No, not at all. Paul can be confident about the transition from this life into eternity because of the reality of our Lord Jesus Christ’s own resurrection on Easter Sunday morning. That event transformed the original band of the Lord’s disciples from wayward, unreliable followers into champions of the truth of God’s power to create, and – in the case of our Lord’s resurrection – to recreate. Yes, this is a power even over life and death itself.

In the Old Testament, this is Job’s hope, as he confidently says that he knows that his redeemer lives, and that he will – in his flesh – see God. (I am reminded of the wonderful aria from Handel’s “Messiah” which makes use of this text.)

We would do well to look at today’s Gospel text.

There, Jesus is confronted by a group of Sadducees[2], who put a wildly unlikely tale before the Lord. They put forth a situation in which a woman was married, but whose husband died without producing any children. Then, these priests tell the Lord that the woman passed from brother to brother, each one marrying the woman, but there are no children from any of these subsequent marriages (all six!), either.[3]

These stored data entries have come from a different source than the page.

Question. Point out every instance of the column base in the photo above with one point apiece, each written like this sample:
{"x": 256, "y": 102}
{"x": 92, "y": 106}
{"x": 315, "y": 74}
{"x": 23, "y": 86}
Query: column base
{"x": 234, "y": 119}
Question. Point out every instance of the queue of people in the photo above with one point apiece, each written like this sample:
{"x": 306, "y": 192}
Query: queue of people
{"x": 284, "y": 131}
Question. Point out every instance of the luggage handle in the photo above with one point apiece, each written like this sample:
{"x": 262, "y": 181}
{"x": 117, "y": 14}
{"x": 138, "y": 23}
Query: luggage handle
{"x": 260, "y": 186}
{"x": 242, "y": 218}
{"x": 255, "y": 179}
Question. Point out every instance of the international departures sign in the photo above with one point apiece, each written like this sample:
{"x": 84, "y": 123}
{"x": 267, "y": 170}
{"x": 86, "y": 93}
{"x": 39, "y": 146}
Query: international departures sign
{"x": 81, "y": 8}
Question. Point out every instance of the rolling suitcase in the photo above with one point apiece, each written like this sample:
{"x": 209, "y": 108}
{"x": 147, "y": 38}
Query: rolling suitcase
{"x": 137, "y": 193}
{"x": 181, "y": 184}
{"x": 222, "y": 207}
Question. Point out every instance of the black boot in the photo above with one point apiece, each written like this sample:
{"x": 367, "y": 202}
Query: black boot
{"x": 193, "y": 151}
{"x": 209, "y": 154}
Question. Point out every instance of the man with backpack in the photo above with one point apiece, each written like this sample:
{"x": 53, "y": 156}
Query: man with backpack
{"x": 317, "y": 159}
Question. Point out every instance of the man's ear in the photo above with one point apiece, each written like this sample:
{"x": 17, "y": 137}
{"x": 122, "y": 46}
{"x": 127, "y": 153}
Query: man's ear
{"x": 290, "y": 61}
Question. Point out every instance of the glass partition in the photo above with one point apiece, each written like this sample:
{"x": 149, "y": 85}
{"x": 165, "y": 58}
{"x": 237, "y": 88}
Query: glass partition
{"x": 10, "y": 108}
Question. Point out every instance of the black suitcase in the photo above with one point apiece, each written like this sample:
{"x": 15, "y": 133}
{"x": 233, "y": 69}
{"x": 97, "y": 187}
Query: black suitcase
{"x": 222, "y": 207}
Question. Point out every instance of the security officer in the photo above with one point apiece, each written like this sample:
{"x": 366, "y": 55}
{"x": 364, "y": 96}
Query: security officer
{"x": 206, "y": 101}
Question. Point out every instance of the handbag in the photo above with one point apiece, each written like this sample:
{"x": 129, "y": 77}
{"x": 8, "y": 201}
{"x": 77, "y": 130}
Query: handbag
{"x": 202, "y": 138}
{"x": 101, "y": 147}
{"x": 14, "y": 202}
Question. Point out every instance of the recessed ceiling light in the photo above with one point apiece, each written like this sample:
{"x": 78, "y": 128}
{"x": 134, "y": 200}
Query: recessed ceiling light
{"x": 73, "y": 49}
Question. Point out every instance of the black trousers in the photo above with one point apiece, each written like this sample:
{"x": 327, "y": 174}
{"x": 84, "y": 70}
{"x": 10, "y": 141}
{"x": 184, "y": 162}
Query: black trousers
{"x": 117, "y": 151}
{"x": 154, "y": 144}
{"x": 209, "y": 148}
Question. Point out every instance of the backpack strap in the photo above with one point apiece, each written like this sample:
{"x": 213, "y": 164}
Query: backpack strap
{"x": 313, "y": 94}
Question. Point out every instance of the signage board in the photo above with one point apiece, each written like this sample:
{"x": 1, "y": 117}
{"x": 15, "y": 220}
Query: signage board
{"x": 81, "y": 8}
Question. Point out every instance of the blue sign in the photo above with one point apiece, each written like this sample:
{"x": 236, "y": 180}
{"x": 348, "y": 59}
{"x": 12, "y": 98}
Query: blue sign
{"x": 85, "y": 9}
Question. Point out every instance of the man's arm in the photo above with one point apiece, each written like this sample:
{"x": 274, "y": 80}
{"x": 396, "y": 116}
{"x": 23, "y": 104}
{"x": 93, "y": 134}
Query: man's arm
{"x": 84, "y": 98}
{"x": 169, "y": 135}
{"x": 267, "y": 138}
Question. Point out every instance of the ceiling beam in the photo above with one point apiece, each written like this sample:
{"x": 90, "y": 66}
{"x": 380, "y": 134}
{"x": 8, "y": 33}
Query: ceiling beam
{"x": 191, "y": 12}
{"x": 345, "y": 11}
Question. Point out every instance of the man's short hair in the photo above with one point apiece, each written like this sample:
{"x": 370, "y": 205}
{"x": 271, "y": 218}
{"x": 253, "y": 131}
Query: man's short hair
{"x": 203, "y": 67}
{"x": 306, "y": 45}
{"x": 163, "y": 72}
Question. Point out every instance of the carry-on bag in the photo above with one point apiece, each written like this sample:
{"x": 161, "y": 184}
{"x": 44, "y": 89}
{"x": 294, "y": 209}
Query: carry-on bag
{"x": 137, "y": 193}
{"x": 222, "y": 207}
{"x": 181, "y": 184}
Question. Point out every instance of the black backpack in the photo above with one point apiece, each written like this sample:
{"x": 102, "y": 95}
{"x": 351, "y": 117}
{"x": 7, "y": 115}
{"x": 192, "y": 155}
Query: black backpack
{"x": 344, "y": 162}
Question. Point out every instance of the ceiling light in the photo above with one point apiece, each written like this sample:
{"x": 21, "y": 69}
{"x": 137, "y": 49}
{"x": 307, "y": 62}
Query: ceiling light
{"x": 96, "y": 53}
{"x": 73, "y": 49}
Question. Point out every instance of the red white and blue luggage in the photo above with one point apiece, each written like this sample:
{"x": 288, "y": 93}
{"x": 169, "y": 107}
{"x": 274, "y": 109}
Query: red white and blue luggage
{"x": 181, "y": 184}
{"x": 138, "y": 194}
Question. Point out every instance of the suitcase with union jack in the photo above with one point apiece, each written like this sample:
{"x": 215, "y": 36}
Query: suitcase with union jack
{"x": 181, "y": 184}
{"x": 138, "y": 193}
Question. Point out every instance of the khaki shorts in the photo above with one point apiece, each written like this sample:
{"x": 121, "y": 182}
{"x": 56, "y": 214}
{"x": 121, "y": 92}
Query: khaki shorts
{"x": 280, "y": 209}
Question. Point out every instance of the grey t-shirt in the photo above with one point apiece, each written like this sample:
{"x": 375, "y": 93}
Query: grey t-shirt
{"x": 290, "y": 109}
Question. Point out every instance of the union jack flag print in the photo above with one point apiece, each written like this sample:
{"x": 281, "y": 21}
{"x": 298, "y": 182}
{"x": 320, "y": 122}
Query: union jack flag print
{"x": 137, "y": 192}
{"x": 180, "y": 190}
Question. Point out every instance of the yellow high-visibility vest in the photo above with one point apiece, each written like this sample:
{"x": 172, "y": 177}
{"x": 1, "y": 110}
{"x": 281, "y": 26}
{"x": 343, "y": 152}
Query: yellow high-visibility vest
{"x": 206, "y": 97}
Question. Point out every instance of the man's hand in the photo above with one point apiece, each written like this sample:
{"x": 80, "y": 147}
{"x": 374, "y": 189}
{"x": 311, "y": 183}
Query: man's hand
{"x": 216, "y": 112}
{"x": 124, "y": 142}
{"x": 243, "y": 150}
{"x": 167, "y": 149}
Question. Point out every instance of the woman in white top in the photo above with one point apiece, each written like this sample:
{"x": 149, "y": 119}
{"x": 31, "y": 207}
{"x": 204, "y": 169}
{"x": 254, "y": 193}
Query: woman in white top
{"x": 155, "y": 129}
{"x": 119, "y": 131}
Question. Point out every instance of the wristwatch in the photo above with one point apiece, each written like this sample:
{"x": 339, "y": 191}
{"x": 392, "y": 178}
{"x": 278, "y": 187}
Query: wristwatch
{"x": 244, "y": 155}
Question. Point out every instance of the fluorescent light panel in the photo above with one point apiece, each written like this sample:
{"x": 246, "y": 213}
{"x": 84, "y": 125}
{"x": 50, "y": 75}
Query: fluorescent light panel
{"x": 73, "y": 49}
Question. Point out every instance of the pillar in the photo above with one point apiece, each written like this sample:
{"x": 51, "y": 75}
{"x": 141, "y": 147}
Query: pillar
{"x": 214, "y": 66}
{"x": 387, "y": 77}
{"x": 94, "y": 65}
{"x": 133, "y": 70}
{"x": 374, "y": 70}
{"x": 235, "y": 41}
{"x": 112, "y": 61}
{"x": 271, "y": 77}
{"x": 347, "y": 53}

Jesus cuts through their argument. Marriage in that day and time had as its primary goal the begetting of children. (Recall that child mortality was very high in those days.) Children were, in that society, ones “retirement plan” once life became too difficult to allow a person to work.

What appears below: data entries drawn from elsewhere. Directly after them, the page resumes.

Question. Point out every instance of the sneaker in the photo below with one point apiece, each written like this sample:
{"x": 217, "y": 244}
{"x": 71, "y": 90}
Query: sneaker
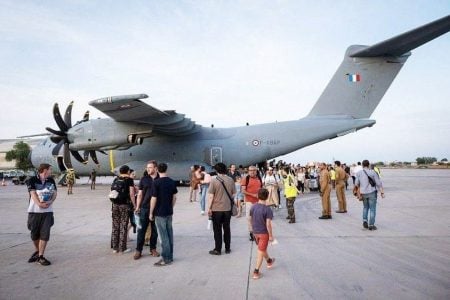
{"x": 137, "y": 255}
{"x": 214, "y": 252}
{"x": 43, "y": 261}
{"x": 270, "y": 262}
{"x": 256, "y": 274}
{"x": 34, "y": 257}
{"x": 162, "y": 263}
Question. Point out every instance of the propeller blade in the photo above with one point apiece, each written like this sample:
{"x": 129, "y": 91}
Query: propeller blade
{"x": 78, "y": 157}
{"x": 94, "y": 156}
{"x": 58, "y": 118}
{"x": 56, "y": 138}
{"x": 56, "y": 149}
{"x": 67, "y": 159}
{"x": 85, "y": 117}
{"x": 55, "y": 132}
{"x": 68, "y": 115}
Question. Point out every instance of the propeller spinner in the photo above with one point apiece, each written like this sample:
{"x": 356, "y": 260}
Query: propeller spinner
{"x": 60, "y": 137}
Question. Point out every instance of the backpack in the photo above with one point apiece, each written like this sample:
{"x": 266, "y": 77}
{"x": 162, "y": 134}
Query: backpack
{"x": 247, "y": 179}
{"x": 119, "y": 191}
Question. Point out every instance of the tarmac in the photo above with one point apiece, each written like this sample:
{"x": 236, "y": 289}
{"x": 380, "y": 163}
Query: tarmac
{"x": 408, "y": 257}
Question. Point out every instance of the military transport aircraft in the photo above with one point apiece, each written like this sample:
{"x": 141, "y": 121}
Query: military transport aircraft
{"x": 137, "y": 132}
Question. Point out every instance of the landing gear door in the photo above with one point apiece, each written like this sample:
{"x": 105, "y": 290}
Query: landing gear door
{"x": 216, "y": 155}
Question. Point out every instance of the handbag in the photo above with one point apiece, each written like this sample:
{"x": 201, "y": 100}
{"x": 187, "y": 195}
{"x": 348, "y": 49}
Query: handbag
{"x": 233, "y": 207}
{"x": 371, "y": 180}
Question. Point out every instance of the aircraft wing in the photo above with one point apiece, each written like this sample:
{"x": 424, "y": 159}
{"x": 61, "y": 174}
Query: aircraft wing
{"x": 407, "y": 41}
{"x": 130, "y": 108}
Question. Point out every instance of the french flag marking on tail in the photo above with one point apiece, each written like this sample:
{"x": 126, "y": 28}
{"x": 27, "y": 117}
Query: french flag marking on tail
{"x": 354, "y": 77}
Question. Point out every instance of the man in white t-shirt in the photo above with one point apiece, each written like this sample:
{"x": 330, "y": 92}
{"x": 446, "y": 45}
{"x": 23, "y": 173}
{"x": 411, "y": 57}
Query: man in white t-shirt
{"x": 42, "y": 189}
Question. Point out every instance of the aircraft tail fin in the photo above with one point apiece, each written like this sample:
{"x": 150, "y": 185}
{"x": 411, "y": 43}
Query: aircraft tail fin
{"x": 366, "y": 73}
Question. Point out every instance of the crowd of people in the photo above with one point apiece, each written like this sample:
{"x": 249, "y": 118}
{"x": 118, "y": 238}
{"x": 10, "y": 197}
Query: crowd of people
{"x": 147, "y": 208}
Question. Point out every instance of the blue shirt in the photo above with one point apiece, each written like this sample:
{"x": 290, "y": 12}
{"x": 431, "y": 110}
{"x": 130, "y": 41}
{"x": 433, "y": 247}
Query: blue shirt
{"x": 363, "y": 181}
{"x": 146, "y": 186}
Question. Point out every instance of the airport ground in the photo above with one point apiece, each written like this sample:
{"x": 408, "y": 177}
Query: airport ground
{"x": 408, "y": 257}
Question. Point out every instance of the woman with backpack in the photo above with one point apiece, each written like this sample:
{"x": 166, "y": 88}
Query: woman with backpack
{"x": 122, "y": 193}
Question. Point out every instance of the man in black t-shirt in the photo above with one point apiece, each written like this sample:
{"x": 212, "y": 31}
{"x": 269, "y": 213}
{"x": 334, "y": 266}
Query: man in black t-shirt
{"x": 143, "y": 210}
{"x": 161, "y": 210}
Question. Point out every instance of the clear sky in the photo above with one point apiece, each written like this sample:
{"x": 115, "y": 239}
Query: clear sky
{"x": 226, "y": 63}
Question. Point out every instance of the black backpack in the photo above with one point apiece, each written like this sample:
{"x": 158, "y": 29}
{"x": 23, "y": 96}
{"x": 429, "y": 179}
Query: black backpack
{"x": 120, "y": 192}
{"x": 247, "y": 179}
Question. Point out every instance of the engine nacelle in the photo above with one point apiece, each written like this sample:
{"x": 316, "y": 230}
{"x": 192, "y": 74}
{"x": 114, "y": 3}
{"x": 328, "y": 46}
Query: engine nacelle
{"x": 107, "y": 134}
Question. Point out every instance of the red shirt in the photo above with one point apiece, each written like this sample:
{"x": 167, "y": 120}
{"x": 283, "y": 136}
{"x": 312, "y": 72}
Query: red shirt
{"x": 254, "y": 184}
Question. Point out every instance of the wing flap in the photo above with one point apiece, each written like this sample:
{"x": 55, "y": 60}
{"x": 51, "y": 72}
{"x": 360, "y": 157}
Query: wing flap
{"x": 407, "y": 41}
{"x": 130, "y": 108}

But Jesus tells these Sadducees that, once people have entered into eternity and into the resurrected life, they will never die (so there is no need for offspring).

In the fulness of time, Jesus will affirm the reality of life after death, in a resurrected state, in God’s presence.[4] His own coming to life again affirms God’s power over all things, including death.

So, if we are to live after death, this time in God’s presence directly, what does heaven really look like?

Is it like the new book we referred to at the beginning of this sermon, with detailed descriptions of heaven’s appearance and so forth?

Well, maybe.

But, perhaps the more prudent course for us to take is not to obsess over the details of what heaven will be like, for surely, Holy Scripture’s descriptions could well be figurative, and not literal, ones.

So, perhaps we can rest securely in two great realities: 1.  We become inheritors of God’s eternal love when we come to faith in God the Father through God the Son, Jesus Christ. By whatever means we come to that relationship (and, I think it’s important to say that the New Testament describes a number of different paths of coming to faith), it is the receiving of God’s great and good gift of God’s love and God’s eternal embrace that guarantees our future with God once this life is over; and 2. God’s got a plan, and that plan will be glorious, perhaps much more wonderful than we can imagine this side of heaven.

So then, the details of the future take a back seat to the essential truth of God’s ability to keep us in His love and embrace, both now and into eternity.

Thanks be to God!

AMEN.



[1]   See I Corinthians 15: 54b, 55.

[2]   The Sadducees we a priestly caste. Notice that Luke reminds us that the Sadducees denied the reality of the resurrection.

[3]   This is a process that is outlined in the Law of Moses (Torah), called Levirite Marriage, because the name (levirate) refers to “brother-in-Law”. See Deuteronomy 25: 5–10.

[4]   May I encourage you to read the entire fifteenth chapter of First Corinthians? It will lift your spirits.